The grey box around my gradient text. This was the most annoying bug. I added background-clip: text to make my gradient title text show through, and immediately every styled element grew a grey rectangle around it. Spent thirty minutes in the browser inspector convinced it was a box-shadow problem. It wasn’t. It was that background-image: linear-gradient(...) doesn’t reset the element’s background-color, so the inherited grey from Grafana’s default styling was filling everything outside the text glyphs. One line fix: background-color: transparent !important. Lesson learned about CSS specificity, again.
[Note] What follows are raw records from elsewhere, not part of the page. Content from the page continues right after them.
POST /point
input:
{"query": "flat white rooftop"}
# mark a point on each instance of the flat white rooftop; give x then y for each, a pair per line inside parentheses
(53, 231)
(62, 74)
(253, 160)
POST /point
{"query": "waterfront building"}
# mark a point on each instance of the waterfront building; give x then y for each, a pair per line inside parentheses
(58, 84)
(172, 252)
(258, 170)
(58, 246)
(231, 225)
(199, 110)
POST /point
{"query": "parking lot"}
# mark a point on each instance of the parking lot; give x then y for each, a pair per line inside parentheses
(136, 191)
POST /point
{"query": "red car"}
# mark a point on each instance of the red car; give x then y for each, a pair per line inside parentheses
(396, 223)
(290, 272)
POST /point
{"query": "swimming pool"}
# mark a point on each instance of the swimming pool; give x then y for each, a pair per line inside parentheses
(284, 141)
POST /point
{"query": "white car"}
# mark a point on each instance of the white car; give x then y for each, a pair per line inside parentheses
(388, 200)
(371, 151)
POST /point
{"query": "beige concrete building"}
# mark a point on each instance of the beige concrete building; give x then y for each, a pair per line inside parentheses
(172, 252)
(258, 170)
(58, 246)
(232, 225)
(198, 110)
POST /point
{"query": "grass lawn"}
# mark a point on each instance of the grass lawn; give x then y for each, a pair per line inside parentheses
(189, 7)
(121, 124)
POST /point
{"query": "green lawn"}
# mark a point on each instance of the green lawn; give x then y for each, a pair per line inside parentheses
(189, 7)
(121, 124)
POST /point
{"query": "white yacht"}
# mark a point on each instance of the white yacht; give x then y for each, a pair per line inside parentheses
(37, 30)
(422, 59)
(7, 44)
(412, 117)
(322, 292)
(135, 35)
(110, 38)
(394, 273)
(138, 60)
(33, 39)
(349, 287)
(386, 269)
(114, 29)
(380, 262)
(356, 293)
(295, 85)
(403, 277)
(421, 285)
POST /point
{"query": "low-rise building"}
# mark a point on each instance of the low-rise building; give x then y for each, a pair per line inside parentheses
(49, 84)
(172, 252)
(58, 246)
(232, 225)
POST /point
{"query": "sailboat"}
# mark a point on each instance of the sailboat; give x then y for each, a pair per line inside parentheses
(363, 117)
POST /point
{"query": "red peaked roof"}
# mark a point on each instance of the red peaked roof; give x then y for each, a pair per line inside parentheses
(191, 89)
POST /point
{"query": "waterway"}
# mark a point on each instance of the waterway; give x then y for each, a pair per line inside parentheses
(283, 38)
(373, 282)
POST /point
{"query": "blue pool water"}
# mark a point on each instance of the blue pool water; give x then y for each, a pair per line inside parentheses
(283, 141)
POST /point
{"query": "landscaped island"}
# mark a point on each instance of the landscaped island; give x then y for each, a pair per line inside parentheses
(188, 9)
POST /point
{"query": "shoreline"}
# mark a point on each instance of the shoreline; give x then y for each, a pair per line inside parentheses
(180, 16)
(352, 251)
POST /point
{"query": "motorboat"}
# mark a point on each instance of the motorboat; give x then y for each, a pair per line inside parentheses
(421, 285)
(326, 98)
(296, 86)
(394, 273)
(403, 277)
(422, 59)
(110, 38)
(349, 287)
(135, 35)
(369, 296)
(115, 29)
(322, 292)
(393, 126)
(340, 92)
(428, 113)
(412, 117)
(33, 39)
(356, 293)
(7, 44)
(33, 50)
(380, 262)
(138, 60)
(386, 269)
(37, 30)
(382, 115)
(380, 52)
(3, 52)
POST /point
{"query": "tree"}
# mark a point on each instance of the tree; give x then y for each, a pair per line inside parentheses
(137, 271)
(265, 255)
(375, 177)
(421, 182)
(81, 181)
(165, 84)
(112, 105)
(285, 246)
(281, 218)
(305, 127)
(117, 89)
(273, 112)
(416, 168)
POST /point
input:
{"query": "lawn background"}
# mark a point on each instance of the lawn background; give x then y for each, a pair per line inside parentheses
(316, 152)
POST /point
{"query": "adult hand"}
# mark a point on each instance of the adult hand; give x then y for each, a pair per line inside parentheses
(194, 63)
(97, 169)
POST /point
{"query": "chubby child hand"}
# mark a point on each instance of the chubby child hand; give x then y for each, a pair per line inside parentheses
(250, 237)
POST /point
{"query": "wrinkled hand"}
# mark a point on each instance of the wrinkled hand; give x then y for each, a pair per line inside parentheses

The CSS-in-JS class name lottery. Grafana 13 uses Emotion for styling, which generates random class names at runtime. My first round of CSS selectors targeted things like .dashboard-row__title — a class that exists in the source code but never makes it to the browser as a stable selector. After trying half a dozen attribute selectors with [class*="..."] patterns, I gave up and replaced the row dividers with plain text panels containing inline-styled HTML. Way more control, zero specificity battles.

What it demonstrates

For a portfolio dashboard, the technical surface I wanted to show:

Multi-source observability — three exporters feeding one Prometheus
PromQL fluency — subqueries (max_over_time((expr)[30d:5m])), regex matching, aggregations, range vectors
SLO thinking — avg_over_time(up[24h]) * 100 for rolling availability
Storage monitoring — including ZFS pool state via node_zfs_zpool_state{state="online"}
Alert engineering — six Grafana alert rules that catch the failure modes I care about most
Public sharing with security boundaries — read-only public dashboard, admin login still locked

The dashboard is live at grafana.kyhomelab.com, exposed via a Cloudflare tunnel from TrueNAS. The root URL redirects to the public dashboard share token, so anybody hitting that URL lands directly on the metrics view — no login, no admin exposure. Admin paths (/login, /admin) are gated behind a Cloudflare Access policy that only authorizes my email.

What’s next

A few follow-ups on the list:

Telegram alert routing so I get pinged when something trips overnight
Grafana dashboard JSON in version control so the whole config is reproducible
A second drive in the ZFS pool for actual redundancy — the pool is single-disk right now, which is the architectural problem this dashboard would have flagged earlier if I’d had it running
Embed a live snapshot widget on the portfolio homepage so the dashboard doesn’t even need a click to show its first signal

If you want the live view, click the Live HomeLab button on the portfolio homepage or hit grafana.kyhomelab.com directly. If you’re building something similar and want to compare notes, my GitHub is kyhomelab.

Most fun I’ve had with infrastructure code in a while.